Ce handicap s’exprime clairement dans le fait que la part du Yuan chinois dans les réserves de change globales stagne à 2,4% alors que celle du Dollar, il est vrai en baisse de 16% depuis 2000, est encore à 59%.

Il n’en reste pas moins que dans un paysage global des transactions mondiales dominé à plus de 80% par le Dollar, l’utilisation du Yuan progresse lentement. En 2022, elle a concerné 4,4 millions transactions commerciales pour un total de 96000 Milliards de Yuan, soit 13 000 Mds de $.

En 2023, cette tendance - cependant limitée au marché chinois [3] -, encore été accélérée par la faiblesse du Yuan qui rend plus attractives les obligations chinoises émises à Hong Kong (« DimSum Bonds ») ou par la Banque des BRICS à Shanghai (« Panda Bonds »).

A côté des difficiles tâches de protéger le Yuan orienté à la baisse et de promouvoir son internationalisation, le nouveau dispositif du système financier laisse présager une inflexion vers une relance plus vigoureuse que celle prudente de Yi Gang, prédécesseur de Pan Gongsheng et critiquée par les observateurs internationaux (lire : La reprise est difficile et le chemin du réajustement socio-économique laborieux).

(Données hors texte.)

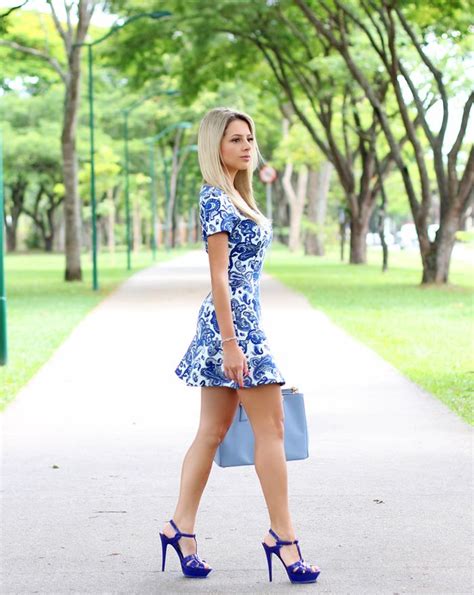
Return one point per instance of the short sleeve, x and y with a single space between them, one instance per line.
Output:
216 212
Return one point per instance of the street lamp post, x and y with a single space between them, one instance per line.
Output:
3 298
152 140
89 45
126 112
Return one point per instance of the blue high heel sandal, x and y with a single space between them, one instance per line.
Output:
192 565
299 571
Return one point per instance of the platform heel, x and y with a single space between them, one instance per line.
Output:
192 565
299 571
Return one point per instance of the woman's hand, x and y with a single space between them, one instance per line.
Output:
235 363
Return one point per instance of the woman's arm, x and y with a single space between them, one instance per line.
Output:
235 363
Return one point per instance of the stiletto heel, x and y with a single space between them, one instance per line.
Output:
269 560
192 565
164 545
299 571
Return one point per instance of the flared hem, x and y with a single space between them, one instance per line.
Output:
231 383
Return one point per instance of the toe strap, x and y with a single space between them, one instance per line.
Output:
301 567
194 561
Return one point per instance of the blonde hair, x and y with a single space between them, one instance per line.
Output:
211 130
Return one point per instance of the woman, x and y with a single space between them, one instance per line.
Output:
228 356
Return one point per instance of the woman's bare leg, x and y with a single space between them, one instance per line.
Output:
264 408
218 406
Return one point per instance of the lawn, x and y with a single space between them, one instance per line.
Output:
42 309
426 332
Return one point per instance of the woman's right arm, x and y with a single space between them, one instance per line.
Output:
235 363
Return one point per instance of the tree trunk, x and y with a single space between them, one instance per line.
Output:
72 211
359 228
11 236
296 200
137 224
436 257
18 192
111 223
318 187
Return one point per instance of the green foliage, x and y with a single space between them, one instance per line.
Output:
420 330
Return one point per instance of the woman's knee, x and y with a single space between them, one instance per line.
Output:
270 428
213 435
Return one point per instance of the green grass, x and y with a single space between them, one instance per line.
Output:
425 332
42 309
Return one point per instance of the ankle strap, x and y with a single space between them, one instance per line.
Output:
281 541
173 524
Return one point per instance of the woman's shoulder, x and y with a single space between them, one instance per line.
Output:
210 192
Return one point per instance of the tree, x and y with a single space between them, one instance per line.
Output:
389 27
66 65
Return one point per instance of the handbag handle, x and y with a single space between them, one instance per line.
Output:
284 391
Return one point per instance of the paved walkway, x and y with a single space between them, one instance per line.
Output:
93 446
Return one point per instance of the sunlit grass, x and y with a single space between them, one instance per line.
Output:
42 309
426 332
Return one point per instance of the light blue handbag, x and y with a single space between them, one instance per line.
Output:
238 445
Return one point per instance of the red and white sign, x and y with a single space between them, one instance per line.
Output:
267 174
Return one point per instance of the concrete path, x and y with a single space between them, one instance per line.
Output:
93 446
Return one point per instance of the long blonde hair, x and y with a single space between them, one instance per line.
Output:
211 130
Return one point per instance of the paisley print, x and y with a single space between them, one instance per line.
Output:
201 365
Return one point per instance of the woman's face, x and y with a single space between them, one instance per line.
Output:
237 146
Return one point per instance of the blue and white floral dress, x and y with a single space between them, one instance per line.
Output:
201 365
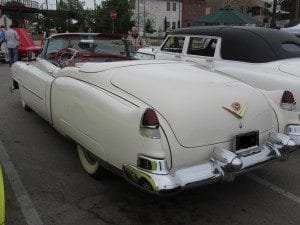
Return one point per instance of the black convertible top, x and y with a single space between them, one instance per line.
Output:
250 44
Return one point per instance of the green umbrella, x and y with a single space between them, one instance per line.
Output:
226 15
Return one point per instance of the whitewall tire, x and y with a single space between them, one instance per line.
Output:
90 163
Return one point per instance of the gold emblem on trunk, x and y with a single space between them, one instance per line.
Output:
237 110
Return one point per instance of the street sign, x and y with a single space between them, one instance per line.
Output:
113 14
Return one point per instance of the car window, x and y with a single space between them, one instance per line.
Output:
87 44
202 46
173 44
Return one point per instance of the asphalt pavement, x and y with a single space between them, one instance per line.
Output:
55 188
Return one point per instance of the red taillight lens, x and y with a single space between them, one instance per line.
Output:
150 119
288 97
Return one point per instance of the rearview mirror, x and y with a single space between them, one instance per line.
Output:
143 56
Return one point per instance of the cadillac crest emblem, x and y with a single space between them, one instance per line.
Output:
236 109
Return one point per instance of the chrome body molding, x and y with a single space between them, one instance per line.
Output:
293 131
223 165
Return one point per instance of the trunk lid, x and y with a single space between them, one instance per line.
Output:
192 100
291 67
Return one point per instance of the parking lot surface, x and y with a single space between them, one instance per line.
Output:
60 192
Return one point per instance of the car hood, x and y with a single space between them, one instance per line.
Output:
192 101
290 66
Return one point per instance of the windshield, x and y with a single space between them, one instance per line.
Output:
87 44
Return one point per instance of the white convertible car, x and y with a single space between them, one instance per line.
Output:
265 58
162 125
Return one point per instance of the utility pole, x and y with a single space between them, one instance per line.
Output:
179 13
144 15
273 20
297 9
138 15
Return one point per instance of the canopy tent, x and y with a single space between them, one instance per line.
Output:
226 15
293 30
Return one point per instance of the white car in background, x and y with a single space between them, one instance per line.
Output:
265 58
162 125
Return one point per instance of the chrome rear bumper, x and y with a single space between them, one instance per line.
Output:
223 165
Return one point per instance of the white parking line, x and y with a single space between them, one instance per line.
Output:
29 212
275 188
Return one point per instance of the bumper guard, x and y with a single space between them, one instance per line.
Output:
223 165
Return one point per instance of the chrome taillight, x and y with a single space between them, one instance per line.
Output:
149 124
288 101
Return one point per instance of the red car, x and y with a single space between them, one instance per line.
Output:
27 47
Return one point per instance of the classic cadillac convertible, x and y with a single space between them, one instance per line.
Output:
265 58
162 125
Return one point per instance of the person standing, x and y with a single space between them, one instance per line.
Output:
3 43
12 39
135 40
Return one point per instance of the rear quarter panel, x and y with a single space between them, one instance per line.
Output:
101 122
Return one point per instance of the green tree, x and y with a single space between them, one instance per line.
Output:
123 23
149 26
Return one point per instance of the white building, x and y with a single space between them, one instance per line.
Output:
161 13
5 21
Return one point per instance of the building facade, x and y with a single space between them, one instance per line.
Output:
160 14
192 9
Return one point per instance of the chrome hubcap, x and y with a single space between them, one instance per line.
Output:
91 158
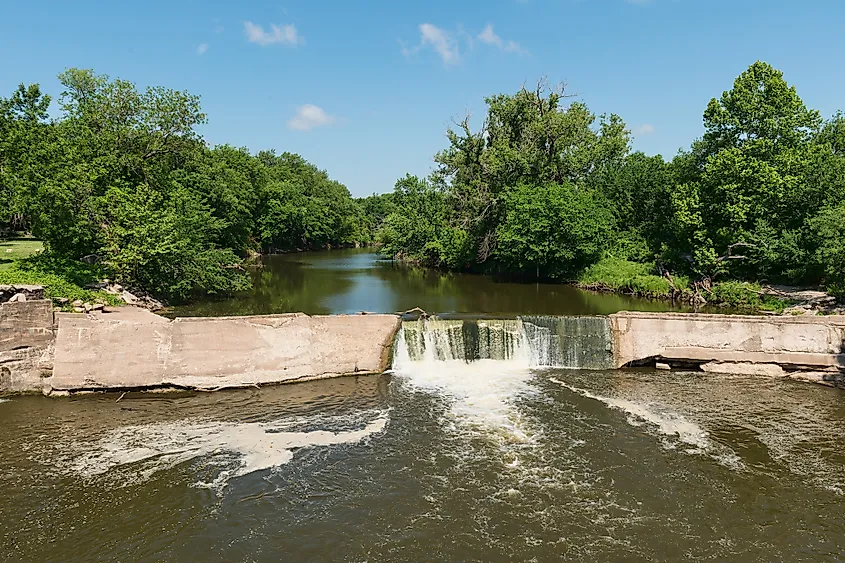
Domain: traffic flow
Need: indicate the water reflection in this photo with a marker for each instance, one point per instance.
(348, 281)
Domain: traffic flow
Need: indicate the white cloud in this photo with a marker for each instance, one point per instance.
(439, 40)
(278, 34)
(489, 37)
(309, 116)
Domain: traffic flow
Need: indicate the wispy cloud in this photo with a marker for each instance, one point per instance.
(443, 43)
(277, 34)
(310, 116)
(489, 37)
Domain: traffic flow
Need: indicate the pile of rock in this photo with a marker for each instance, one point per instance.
(20, 293)
(80, 306)
(805, 301)
(143, 301)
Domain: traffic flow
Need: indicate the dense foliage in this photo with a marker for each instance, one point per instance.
(547, 190)
(122, 178)
(544, 189)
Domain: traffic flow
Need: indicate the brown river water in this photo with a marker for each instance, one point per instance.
(438, 460)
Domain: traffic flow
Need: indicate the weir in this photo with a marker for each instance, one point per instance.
(129, 348)
(536, 341)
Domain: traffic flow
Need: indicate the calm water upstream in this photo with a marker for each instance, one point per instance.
(439, 460)
(348, 281)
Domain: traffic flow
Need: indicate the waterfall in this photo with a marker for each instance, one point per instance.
(563, 342)
(570, 342)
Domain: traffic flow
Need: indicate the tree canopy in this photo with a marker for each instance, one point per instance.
(545, 188)
(121, 177)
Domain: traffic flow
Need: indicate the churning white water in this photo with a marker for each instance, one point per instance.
(480, 392)
(238, 448)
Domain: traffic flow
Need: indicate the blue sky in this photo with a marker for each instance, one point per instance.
(367, 89)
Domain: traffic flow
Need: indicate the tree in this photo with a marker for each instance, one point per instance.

Surtout, la nouvelle équipe est décidée à traquer plus fermement les dysfonctionnements des bourses chinoises et à promouvoir si nécessaire leur résistance à l’influence des marchés occidentaux. Wu Qing, 60 ans, le nouveau Président de la Commission de régulation boursière nommé le 7 février, a été clair.

L’obédience au marché en question. Feu sur les institutions financières internationales.

S’exprimant immédiatement après Li Qiang le jour de l’ouverture de la réunion de l’ANP, Wu Qing a martelé : « Il est vrai que le marché a ses propres règles dans lesquelles, en temps normal, le pouvoir ne doit pas interférer. Il reste que si le marché devient incontrôlable, provoquant d’importantes secousses, menaçant de saper la confiance des investisseurs, ou créant une panique, il est du devoir de la Commission de prendre des mesures pour réparer les dysfonctionnements. »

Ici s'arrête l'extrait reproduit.